How do you move forward together after he's had an affair?
I think it depends on the couple as a whole, their relationship together, and how they both feel. They need to dicuss their feeling and emotions and figure out if the love is still there and if the relationship is worth saving. The man needs to be able to try an attempt to earn his trust back, and if he will end the affair. That is, if it's still on-going. I think it all depends on the people themselves, and how they feel about it.Some woman will just write off their guy and say see-you-later!, and others may feel that their relationship has hit a barrier, but are they able to get past that blockage.

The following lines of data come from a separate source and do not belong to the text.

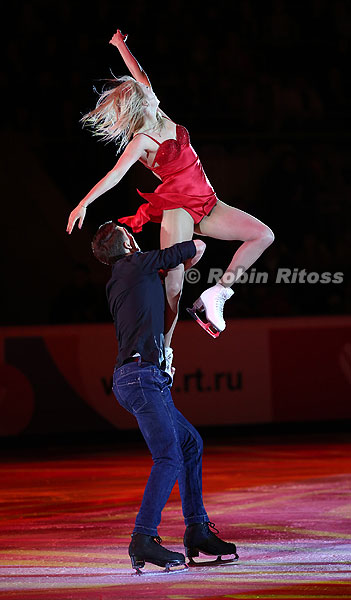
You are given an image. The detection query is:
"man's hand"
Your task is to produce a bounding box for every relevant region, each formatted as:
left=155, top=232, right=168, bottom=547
left=184, top=240, right=206, bottom=271
left=109, top=29, right=128, bottom=48
left=66, top=204, right=87, bottom=233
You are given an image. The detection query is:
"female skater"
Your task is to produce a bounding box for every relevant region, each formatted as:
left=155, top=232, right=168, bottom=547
left=67, top=30, right=274, bottom=365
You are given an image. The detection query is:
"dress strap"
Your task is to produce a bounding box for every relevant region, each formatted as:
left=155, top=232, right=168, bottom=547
left=133, top=131, right=162, bottom=146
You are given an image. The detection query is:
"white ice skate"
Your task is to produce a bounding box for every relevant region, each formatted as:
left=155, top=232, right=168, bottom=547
left=187, top=283, right=234, bottom=338
left=164, top=346, right=175, bottom=379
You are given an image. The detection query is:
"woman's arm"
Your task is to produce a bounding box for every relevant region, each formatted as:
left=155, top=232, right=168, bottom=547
left=110, top=29, right=151, bottom=87
left=66, top=135, right=147, bottom=233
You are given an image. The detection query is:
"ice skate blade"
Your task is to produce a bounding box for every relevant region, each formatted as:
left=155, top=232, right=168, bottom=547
left=188, top=554, right=239, bottom=568
left=132, top=563, right=189, bottom=576
left=187, top=308, right=221, bottom=339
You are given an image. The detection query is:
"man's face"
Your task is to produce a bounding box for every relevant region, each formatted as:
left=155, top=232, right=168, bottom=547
left=117, top=227, right=140, bottom=252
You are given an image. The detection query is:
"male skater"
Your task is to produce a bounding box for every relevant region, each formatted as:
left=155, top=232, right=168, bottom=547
left=92, top=221, right=237, bottom=573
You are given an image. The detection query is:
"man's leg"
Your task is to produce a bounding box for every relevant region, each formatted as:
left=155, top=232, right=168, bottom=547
left=176, top=410, right=238, bottom=562
left=114, top=363, right=183, bottom=536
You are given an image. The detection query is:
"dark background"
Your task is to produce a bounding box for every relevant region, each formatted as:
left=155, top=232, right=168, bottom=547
left=0, top=0, right=351, bottom=325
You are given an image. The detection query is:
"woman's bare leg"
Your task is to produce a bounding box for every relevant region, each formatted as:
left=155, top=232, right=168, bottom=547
left=195, top=200, right=274, bottom=287
left=161, top=208, right=194, bottom=346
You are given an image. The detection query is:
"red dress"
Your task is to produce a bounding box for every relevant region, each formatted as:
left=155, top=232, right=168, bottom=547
left=118, top=125, right=218, bottom=233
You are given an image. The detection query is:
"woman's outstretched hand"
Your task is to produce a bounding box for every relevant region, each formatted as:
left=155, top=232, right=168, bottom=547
left=66, top=204, right=87, bottom=233
left=109, top=29, right=128, bottom=48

I myself have never been in this situation, but I know many woman that have, and the best thing you can do is think can you deal with this, and move on? Is he willing to earn his trust? And most of all, is there still love in the air, or has the flame burnt out.
In one word.. FORGIVENESS. The only direction your relationship will go without forgiveness.. is down. Outside of that, the only other advice I'd give is this ..THINK, and be sure that you REALLY want to 'move forward'.
ACCEPTANCE WITHOUT QUESTIONING WHY? HOW? AND TO WHOM? instead by asking him if he really SINCERE for your forgiveness. Only one mistake is enough for you to accept him. This is also a trial for your relationship to grow and to know each other much deeper..And if you forgive him NEVER ever return those issue to him again...FORGIVE AND FORGET BUT LEARN FOR THOSE YOU'VE FORGIVEN..
I've learned in dating the saying, "Once a cheater, always a cheater." This guy wants what he can't have, and perhaps he doesn't deserve you if you're the one trying to be faithful in a relationship that's going nowhere. If you're married, try counseling before rushing to a divorce, but if you're dating, I say, "Run, honey." You need a man who's devoted to you, and this guy obviously doesn't have your best interests at heart. Good luck with whatever you decide to do.